Malazgirt’te açılan kapı:
Yerli olana, gerçek olana, bize ait olana döneceğiz. Siyasi genetiğimize, coğrafya algımıza, tarihi zenginliğimize döneceğiz. Geçmişimizin, bu coğrafyada yürüttüğümüz mücadelelerin bütün birikimini, bütün başarılarını, bize verdiği bütün dersleri bugüne taşıyacak, buradan yeniden varoluş, yeniden diriliş, yeniden yükseliş başlatacağız.
Büyük Selçuklu’ya, Anadolu Selçuklu Devleti’ne, Osmanlı’ya döneceğiz. Türkiye Cumhuriyeti’nin bu devletler silsilesinin devamı olduğunun, Osmanlı’dan sonraki adımı olduğunun bilinciyle, yüz yıl sonra yeniden bir tarih dönüşü başladığını, bu dönüşün bize yeni alanlar açtığını, o siyasi genetiği sahaya sürme imkânı verdiğini, Malazgirt’te açılan o kapı gibi yepyeni bir kapı açtığını bileceğiz.

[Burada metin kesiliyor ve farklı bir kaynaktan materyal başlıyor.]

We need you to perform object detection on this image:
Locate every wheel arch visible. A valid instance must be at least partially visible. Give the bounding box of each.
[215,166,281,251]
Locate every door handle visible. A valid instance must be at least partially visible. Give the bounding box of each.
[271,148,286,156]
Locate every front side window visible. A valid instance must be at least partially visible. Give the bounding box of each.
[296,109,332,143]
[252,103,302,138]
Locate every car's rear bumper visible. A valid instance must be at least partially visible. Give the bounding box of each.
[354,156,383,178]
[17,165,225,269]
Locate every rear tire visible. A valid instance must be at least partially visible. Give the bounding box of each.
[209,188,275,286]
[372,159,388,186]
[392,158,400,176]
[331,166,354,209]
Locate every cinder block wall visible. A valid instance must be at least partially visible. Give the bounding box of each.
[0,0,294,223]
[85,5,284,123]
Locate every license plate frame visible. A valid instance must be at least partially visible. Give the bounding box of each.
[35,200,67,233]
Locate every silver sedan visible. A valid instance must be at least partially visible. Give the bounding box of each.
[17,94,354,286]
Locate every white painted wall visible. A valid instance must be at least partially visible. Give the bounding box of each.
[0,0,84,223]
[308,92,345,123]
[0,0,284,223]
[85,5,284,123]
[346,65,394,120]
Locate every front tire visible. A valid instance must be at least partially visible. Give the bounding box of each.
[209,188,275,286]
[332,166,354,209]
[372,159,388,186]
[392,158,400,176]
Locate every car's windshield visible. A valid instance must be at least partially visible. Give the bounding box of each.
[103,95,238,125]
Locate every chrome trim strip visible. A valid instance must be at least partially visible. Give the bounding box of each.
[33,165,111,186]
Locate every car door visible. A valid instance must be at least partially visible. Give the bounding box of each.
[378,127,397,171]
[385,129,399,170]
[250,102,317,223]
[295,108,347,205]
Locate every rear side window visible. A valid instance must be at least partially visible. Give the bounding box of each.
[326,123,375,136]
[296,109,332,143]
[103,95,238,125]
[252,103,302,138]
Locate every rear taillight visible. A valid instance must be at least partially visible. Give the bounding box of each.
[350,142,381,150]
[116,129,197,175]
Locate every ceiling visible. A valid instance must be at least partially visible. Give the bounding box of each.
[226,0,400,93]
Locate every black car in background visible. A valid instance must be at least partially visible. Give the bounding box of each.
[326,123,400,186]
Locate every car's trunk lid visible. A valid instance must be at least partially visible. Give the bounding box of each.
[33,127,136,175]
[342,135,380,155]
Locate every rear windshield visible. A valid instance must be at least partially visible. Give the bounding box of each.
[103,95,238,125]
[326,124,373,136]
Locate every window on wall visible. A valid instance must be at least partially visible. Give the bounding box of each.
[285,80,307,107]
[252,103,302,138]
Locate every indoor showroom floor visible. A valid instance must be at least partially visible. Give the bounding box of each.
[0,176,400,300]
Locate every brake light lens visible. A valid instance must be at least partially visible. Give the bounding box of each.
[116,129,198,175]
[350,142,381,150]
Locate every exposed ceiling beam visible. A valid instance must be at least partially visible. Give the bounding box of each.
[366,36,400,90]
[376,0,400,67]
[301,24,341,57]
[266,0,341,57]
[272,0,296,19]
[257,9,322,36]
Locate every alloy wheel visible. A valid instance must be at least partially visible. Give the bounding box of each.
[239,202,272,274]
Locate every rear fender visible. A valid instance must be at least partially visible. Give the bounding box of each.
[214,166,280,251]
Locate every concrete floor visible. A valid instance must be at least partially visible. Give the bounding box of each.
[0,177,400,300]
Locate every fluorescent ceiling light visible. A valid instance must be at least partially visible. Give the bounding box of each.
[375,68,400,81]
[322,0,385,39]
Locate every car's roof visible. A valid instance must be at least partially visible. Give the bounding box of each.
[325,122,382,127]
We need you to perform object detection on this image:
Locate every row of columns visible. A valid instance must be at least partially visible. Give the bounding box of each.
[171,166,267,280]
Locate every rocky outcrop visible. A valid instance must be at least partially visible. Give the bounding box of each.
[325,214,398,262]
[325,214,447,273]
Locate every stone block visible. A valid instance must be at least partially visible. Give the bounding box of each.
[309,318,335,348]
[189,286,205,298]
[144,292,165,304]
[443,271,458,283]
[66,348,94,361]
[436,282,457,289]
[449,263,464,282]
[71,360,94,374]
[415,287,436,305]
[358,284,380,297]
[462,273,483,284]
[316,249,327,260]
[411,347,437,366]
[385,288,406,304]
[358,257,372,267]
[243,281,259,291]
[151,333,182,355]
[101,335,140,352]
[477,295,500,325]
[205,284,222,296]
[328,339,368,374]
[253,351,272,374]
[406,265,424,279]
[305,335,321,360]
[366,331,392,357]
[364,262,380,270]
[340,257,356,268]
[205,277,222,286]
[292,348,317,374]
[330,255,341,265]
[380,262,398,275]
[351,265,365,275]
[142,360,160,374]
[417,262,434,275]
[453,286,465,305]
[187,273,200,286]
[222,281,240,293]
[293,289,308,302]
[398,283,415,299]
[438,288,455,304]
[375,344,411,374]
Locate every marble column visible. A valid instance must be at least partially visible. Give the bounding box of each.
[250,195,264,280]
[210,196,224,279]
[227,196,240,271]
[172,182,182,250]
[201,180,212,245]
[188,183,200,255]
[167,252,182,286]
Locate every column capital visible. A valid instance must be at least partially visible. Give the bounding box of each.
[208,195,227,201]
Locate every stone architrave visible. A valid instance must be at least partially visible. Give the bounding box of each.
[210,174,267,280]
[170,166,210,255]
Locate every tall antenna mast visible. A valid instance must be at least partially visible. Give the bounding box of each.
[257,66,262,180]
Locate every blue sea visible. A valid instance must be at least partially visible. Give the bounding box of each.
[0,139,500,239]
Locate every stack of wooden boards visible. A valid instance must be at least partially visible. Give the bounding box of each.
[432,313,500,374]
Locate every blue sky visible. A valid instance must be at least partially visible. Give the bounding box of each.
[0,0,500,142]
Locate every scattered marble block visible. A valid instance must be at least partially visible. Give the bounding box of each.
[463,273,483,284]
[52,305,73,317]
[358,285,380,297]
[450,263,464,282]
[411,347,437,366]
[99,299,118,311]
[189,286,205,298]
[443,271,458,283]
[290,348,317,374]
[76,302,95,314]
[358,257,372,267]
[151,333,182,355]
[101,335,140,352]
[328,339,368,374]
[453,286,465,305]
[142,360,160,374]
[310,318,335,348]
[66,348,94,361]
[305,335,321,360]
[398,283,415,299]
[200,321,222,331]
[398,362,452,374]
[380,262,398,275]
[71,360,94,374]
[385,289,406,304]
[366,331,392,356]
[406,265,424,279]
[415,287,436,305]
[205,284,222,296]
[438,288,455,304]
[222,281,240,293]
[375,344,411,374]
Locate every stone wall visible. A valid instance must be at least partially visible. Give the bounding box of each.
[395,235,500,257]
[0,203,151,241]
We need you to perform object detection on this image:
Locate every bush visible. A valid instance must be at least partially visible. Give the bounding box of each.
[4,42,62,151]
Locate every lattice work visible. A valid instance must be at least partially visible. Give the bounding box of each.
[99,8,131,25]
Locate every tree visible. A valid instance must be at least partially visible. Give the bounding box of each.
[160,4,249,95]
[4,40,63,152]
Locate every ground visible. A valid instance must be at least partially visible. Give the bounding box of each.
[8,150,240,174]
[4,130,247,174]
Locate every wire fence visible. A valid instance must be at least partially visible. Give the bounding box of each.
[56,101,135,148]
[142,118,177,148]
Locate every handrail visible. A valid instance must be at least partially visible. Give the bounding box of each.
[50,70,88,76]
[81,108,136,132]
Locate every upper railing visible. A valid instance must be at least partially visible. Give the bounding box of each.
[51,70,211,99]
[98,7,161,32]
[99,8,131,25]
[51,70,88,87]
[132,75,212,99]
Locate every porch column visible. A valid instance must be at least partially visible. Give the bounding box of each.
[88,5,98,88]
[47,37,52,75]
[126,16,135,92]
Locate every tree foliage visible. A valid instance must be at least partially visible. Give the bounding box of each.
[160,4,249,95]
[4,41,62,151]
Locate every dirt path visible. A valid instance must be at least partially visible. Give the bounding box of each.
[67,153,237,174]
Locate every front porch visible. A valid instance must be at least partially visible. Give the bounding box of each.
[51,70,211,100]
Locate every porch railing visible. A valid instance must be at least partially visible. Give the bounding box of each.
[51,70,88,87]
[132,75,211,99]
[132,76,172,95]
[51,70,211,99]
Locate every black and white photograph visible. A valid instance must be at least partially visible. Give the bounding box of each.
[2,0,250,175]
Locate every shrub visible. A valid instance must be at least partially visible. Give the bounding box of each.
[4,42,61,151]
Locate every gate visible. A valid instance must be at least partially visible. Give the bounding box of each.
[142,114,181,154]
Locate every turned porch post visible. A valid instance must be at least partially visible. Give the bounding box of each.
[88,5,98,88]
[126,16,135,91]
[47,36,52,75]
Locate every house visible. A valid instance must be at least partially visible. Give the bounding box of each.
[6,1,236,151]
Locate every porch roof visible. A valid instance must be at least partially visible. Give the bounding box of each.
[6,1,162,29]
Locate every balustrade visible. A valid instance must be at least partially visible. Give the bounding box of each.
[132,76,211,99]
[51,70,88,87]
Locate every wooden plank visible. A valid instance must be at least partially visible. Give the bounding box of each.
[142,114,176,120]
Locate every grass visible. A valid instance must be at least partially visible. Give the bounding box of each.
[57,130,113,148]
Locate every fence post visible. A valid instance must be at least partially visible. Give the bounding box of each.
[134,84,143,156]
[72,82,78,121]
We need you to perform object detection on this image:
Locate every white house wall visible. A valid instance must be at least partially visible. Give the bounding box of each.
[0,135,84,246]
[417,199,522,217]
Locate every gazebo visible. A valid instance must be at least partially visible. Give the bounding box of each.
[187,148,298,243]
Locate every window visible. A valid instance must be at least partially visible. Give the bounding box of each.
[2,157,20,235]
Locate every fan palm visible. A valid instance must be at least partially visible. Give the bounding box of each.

947 yıl sonra aynı yerden başlıyoruz
1071 Malazgirt zaferinin, 947 yıl önce bize açtığı kapıların bir benzerinin bugün de söz konusu olduğunu, dünya tarihinde benzer bir kırılmanın yaşandığını, müthiş bir güç değişiminin söz konusu olduğunu, bir tarih dönüşüne tanık olduğumuzu bileceğiz.
Küçük düşünmenin, küçük hesap yapmanın, küçük beklentilerle avunmanın bu büyük hesaplaşmada kaybetmek olduğunu, bize kurulan bir tuzak olduğunu, bizi daha da küçültecek bir hesap olduğunu, yakın çevremizde bunun açık seçik göründüğünü bileceğiz.
Artık çokuluslu ittifaklardan, eksenlerden, Batı’nın himayesinden, onlara sığınarak oluşturulan siyasi yol haritalarından, onların stratejik değer tanımlarından, siyasi ve ekonomik projelerinden bize bir fayda olmayacağını, bunlardan kurtulma zamanının geldiğini, yaşanan küresel konjonktürün bu yolda Türkiye’ye olağanüstü hareket alanı açtığını, çok akıllı adımlarla bu boşluğun büyük bir güç inşasına, sıçramasına izin vereceğini bileceğiz.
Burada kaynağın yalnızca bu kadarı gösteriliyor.